In a systematic review of nutritional epidemiology studies that present disease risks according to their distribution in a particular food or nutrient, the highest versus lowest method has a limit to ignore some information (Bae, 2016). In both the results of each paper (Table 2) as well as the results of meta-analysis (Tables 3 and 4), the interval collapsing method showed that the confidence interval was narrowed, and the heterogeneity decreased compared to the highest versus lowest method. Especially, in the former smokers of Table 3, the highest versus lowest method showed no statistical significance with 55.2% of I-squared value, but the interval collapsing method took a statistical significance with 0% of I-squared value after narrowing the confidence interval of summary odds ratio. Considering these facts, the interval collapsing method has another evidence for reducing the heterogeneity between articles with using the all information presented by each of the selected papers.

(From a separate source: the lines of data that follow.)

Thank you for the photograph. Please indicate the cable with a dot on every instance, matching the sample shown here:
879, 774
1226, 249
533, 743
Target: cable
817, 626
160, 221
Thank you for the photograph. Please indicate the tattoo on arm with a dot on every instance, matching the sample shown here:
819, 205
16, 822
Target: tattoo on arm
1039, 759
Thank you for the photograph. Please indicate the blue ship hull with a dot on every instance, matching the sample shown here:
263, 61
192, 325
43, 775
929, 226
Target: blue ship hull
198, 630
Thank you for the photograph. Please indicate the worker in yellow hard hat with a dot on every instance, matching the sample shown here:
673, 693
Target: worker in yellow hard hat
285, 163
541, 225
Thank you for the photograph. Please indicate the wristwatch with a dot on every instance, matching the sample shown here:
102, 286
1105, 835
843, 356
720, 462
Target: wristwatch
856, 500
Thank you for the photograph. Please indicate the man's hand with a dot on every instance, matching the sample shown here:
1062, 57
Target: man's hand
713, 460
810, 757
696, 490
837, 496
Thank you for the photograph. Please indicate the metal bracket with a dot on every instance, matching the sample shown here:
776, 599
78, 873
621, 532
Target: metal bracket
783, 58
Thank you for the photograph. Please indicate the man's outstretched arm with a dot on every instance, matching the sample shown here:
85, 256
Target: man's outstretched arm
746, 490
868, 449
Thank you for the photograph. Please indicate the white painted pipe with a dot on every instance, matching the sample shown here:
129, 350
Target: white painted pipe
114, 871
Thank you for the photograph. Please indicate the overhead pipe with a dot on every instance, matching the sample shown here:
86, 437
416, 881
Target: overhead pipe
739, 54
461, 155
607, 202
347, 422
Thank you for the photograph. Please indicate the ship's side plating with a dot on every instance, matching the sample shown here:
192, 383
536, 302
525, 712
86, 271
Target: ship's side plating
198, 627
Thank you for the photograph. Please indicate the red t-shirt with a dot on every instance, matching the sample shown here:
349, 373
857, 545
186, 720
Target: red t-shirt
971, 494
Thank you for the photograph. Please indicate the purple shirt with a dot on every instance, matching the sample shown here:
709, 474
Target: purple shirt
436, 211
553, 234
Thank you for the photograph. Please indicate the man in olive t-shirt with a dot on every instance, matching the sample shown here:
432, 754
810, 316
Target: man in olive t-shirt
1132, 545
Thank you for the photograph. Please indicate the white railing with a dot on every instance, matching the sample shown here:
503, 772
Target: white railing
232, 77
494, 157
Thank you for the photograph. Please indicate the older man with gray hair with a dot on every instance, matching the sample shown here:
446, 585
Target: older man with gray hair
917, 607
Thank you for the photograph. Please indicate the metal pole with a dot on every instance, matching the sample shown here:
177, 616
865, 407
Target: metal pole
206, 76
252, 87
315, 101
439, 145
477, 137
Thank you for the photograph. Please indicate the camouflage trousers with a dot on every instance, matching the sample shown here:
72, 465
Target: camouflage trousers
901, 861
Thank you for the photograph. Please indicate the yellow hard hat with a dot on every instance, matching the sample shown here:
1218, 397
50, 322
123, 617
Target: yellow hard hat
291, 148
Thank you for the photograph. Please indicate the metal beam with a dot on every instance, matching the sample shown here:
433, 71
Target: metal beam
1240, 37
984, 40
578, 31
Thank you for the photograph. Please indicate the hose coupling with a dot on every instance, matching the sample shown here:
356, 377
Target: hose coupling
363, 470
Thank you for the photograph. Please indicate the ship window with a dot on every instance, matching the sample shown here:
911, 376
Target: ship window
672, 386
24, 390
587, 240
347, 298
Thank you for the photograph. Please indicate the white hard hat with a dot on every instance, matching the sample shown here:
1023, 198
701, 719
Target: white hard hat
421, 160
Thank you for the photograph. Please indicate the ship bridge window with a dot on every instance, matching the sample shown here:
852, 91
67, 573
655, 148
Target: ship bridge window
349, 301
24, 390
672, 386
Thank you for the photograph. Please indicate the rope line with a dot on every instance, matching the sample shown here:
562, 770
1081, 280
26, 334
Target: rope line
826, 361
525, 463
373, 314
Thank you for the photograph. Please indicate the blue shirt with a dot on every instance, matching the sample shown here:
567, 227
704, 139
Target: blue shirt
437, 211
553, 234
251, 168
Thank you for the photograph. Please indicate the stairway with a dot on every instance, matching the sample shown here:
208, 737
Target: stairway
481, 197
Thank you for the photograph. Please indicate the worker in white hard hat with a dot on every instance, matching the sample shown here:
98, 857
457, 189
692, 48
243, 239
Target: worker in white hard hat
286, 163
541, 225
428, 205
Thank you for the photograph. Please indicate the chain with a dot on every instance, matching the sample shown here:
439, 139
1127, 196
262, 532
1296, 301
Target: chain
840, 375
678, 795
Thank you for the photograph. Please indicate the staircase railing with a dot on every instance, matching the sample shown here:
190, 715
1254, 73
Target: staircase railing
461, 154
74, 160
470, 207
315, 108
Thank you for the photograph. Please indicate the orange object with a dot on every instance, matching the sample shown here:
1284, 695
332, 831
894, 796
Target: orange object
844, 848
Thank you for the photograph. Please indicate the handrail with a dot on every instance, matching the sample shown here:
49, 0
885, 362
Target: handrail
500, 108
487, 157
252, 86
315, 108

The level of folate in nutritional epidemiology is determined by measuring serum and RBC concentrations, using the level of intake through questionnaires, or using the dose administered during trials (Brasky et al., 2017; Stanisławska-Sachadyn et al., 2019). Since the serum concentration reflects a recent uptake (Duthie, 2011), this study selected case-control studies that measured serum folate. Interestingly, systematic reviews of prospective cohort studies reported the same result that there was no link between intake of folate and lung cancer risk (Cho et al., 2006; Zhang et al., 2014). In particular, the subgroup analysis of dose-response meta-analysis (Zhang et al., 2014) showed the same result that the protective effect was found in men. In other words, different measures of serum concentrations and intake levels for folate were applied, but the same conclusion was found to be protective in men.

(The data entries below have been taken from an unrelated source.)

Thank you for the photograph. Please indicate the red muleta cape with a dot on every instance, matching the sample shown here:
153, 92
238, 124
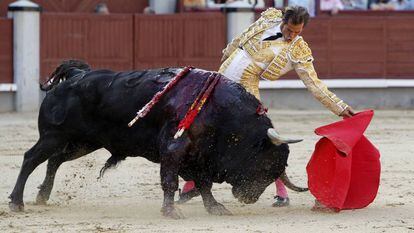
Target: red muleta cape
344, 171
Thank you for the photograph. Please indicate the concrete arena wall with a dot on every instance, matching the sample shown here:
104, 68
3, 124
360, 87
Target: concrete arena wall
300, 98
7, 101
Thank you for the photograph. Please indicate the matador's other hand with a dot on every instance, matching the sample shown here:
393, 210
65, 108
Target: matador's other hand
348, 112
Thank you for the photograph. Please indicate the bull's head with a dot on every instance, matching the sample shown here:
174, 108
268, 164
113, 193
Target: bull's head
261, 169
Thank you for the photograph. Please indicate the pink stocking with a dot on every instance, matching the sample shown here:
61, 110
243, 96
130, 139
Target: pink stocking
188, 186
281, 189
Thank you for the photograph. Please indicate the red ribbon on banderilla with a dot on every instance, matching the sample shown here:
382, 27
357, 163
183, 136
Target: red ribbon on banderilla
195, 108
198, 103
145, 110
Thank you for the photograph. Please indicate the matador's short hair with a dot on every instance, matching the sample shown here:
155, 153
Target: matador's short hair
296, 15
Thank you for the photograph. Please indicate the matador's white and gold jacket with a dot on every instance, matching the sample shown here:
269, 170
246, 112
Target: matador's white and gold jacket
249, 57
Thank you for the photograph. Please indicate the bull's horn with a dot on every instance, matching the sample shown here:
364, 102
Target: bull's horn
277, 139
290, 185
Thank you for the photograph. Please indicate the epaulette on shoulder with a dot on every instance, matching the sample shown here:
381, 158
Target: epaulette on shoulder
299, 51
272, 14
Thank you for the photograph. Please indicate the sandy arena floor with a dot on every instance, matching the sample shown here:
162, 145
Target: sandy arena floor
129, 198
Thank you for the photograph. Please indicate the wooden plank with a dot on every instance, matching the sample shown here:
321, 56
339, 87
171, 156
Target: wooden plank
6, 51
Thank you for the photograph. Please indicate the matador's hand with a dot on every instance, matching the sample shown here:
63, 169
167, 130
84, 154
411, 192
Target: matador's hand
348, 112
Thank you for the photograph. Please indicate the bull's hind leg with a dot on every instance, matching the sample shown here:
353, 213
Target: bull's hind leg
39, 153
53, 165
47, 185
210, 203
172, 153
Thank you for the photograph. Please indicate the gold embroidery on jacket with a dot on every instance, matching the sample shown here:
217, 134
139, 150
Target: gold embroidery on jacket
273, 71
250, 79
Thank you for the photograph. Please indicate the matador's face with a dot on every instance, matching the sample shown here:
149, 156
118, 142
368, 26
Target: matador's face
290, 30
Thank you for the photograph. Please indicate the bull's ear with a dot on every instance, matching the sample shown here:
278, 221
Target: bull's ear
278, 140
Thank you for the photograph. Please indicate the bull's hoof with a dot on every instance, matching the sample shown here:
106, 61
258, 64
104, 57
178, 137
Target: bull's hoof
172, 212
218, 209
16, 207
41, 200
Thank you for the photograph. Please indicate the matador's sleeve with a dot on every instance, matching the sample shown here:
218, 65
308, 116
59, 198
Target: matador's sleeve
271, 15
301, 57
233, 45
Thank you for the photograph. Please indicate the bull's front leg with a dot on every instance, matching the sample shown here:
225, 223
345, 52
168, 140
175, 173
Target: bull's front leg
210, 203
171, 157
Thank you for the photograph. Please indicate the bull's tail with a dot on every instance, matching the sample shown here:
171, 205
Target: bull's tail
111, 162
62, 73
290, 185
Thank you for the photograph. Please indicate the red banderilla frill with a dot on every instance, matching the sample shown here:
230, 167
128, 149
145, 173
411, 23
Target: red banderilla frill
144, 111
198, 103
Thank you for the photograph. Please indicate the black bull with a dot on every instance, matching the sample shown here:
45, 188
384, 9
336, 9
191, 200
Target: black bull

Sex differences in the association between folate and lung cancer could be considered as follows. First, to date, there is only one database that examined the incidence of female lung cancer according to serum foliate levels (Table 2). But, Cho et al., (2006) reported the pooled relative risk of lung cancer according to folate intake levels as 0.86 (0.54-1.38) in men and 1.12 (0.93-1.34) in women from the 8 prospective cohorts. It is difficult to explain the sex difference due to the lack of research data in that the direction of risk by sex was different even though there was no statistical significance. Second, consider the social notion that there are more smokers in men than women. However, there were no associations in current smokers more with men, while the former and non smokers showed statistical significance (Table 3). Furthermore, a cohort of nonsmoking women reported no relationship between folate intake levels and lung cancer incidences (Takata et al., 2012). Some epidemiological studies are needed to provide a hypothesis to explain the sex differences in the association between folate and lung cancer risk. Considering the histological differences of lung cancer between men and women (Barta et al., 2019), additional epidemiologic studies are needed to evaluate the association by histological type, not overall lung cancer. Last, there have been reports that high levels of folate might promote cancers (Kim, 2004; Ulrich and Potter, 2006; Dai et al., 2013). In the results of the dose-response meta-analysis (Zhang et al., 2014), as the daily intake increases, the men’s summary odds ratio were 0.85 (0.69-1.06), 0.77 (0.53-1.11), and 077 (0.66-0.89), but women’s summary odds ratio were 0.78 (0.63-0.97), 0.86 (0.66-1.13), 1.02 (0.85-1.22). In other words, the higher the folate intake, the stronger the protective effect of lung cancer in men, but the protective effect disappeared in women. Based on the recent report (Stanisławska-Sachadyn et al., 2019) that the sex-specific effects of SLC19A1 c.80G>A polymorphism on lung cancer among men and women were different, further studies of genome epidemiology are needed.

In conclusions, higher foliate levels can decrease lung cancer risk in men and former smokers. Especially, the protective effect was highest in former smokers compared in non-smokers and current smokers. Based on these facts, folate fortification programs to reduce lung cancer risk would be focused on former smokers in men.